In [1]:
%load_ext autoreload
%autoreload 2

---
# Project 2 - Part 1
For the first part, use [the pretrained Bert model from hugging face](https://huggingface.co/transformers/task_summary.html#question-answering) and feed it with the five 300 words long sections from the book of your choice.
These sections should be selected so they are: introducing the protagonist(s), the antagonist, the crime and crime scene, any significant evidence, and the resolution of the crime/a narrative that presents the case against the perpetrator.
The questions you should ask are about the identity and characteristics of the protagonist, antagonist/perpetrator, the nature and the setting of the crime or crime scene, the evidence, and the case against the perpetrator.
Document the questions, ask the questions and document the specificity and accuracy of the results.
Then, feed the whole novel as a context, and repeat the questions. Document the results

In [59]:
# import spacy
# from transformers import AutoTokenizer, TFAutoModelForQuestionAnswering
# import tensorflow as tf
import os
from pprint import pprint
from transformers import pipeline
from transformers import DistilBertTokenizerFast, TFDistilBertForQuestionAnswering
from datasets import load_dataset
from custom_squad import *  # creating and loading in custom squad questions and answers
from question_answering import *  # automating the question answering process
import tensorflow as tf


---
# Load in Normal Distilbert

In [12]:
tokenizer = DistilBertTokenizerFast.from_pretrained('distilbert-base-uncased')
model = TFDistilBertForQuestionAnswering.from_pretrained("distilbert-base-uncased")
generator = pipeline(task="question-answering", model=model, tokenizer=tokenizer)
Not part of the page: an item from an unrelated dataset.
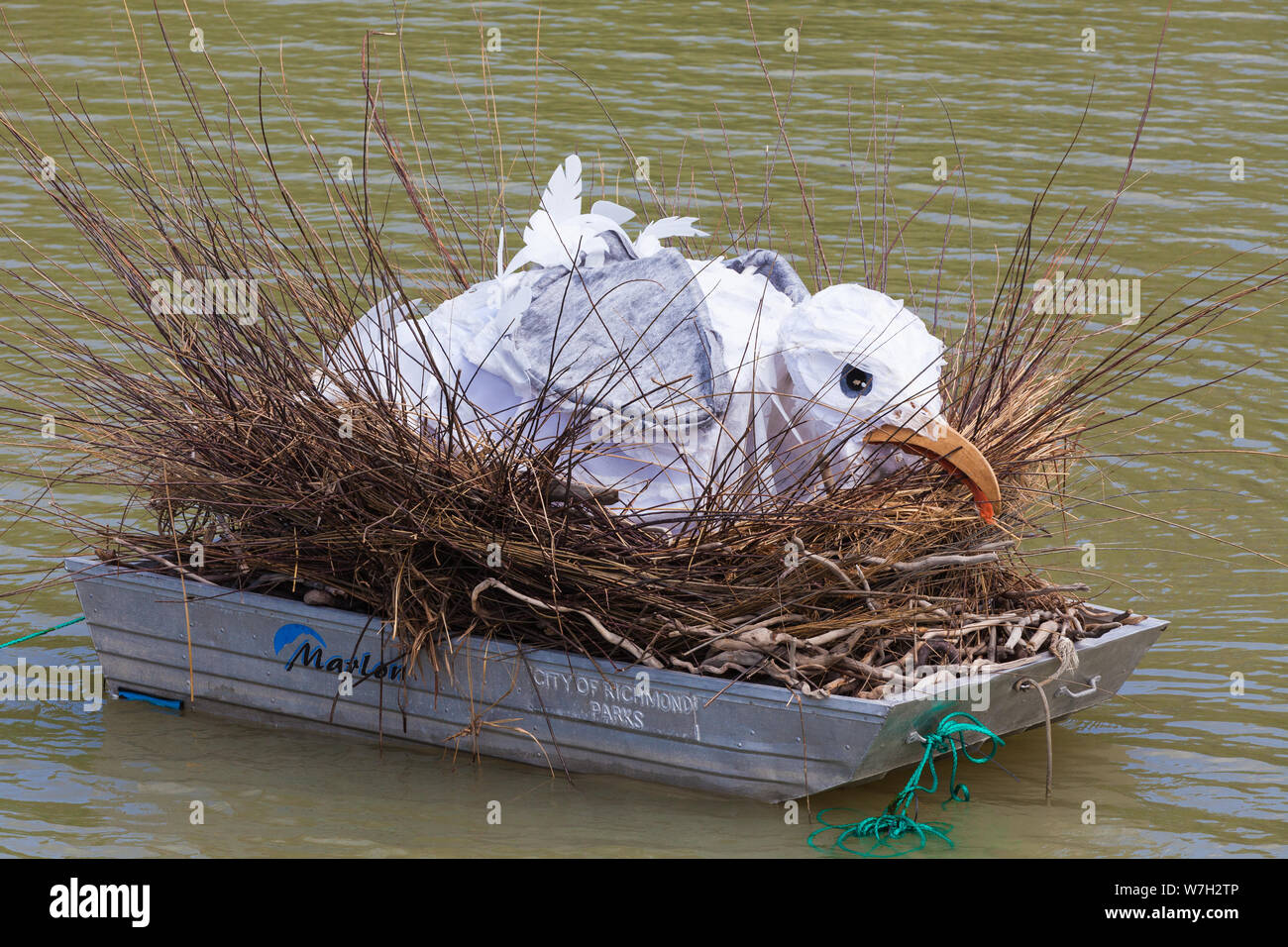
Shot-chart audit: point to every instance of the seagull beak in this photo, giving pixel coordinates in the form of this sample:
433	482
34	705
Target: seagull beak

Some layers from the model checkpoint at distilbert-base-uncased were not used when initializing TFDistilBertForQuestionAnswering: ['vocab_layer_norm', 'activation_13', 'vocab_transform', 'vocab_projector']
- This IS expected if you are initializing TFDistilBertForQuestionAnswering from the checkpoint of a model trained on another task or with another architecture (e.g. initializing a BertForSequenceClassification model from a BertForPreTraining model).
- This IS NOT expected if you are initializing TFDistilBertForQuestionAnswering from the checkpoint of a model that you expect to be exactly identical (initializing a BertForSequenceClassification model from a BertForSequenceClassification model).
Some layers of TFDistilBertForQuestionAnswering were not initialized from the model checkpoint at distilbert-base-uncased and are newly initialized: ['dropout_39', 'qa_outputs']
You should probably TRAIN this model on a down-stream task to be able to use it for predictions and inference.


---
# Load in Custom Questions

In [47]:
samples = create_samples()

In [63]:
# peek at a samples
print(f'Num Samples: {len(samples)}')
print(f'Sample Keys: {samples[0].keys()}')


Num Samples: 25
Sample Keys: dict_keys(['id', 'title', 'context', 'question', 'answers'])


In [49]:
print(f'sample[0]:')
pprint(samples[0])


sample[0]:
{'answers': {'answer_start': [608], 'text': ['practitioner']},
 'context': 'Mr. Sherlock Holmes, who was usually very late in the mornings, '
            'save upon those not infrequent occasions when he was up all '
            'night, was seated at the breakfast table. I stood upon the '
            'hearth-rug and picked up the stick which our visitor had left '
            'behind him the night before. It was a fine, thick piece of wood, '
            'bulbous-headed, of the sort which is known as a \\"Penang '
            'lawyer.\\" Just under the head was a broad silver band nearly an '
            'inch across. \\"To James Mortimer, M.R.C.S., from his friends of '
            'the C.C.H.,\\" was engraved upon it, with the date \\"1884.\\" It '
            'was just such a stick as the old-fashioned family practitioner '
            'used to carry—dignified, solid, and reassuring. \\"Well, Watson, '
            'what do you make of it?\\" Holmes was sitting with his b

---
# Automate QA

In [56]:
# Test pipeline generator
_ = qa(generator, samples[0], verbose=True)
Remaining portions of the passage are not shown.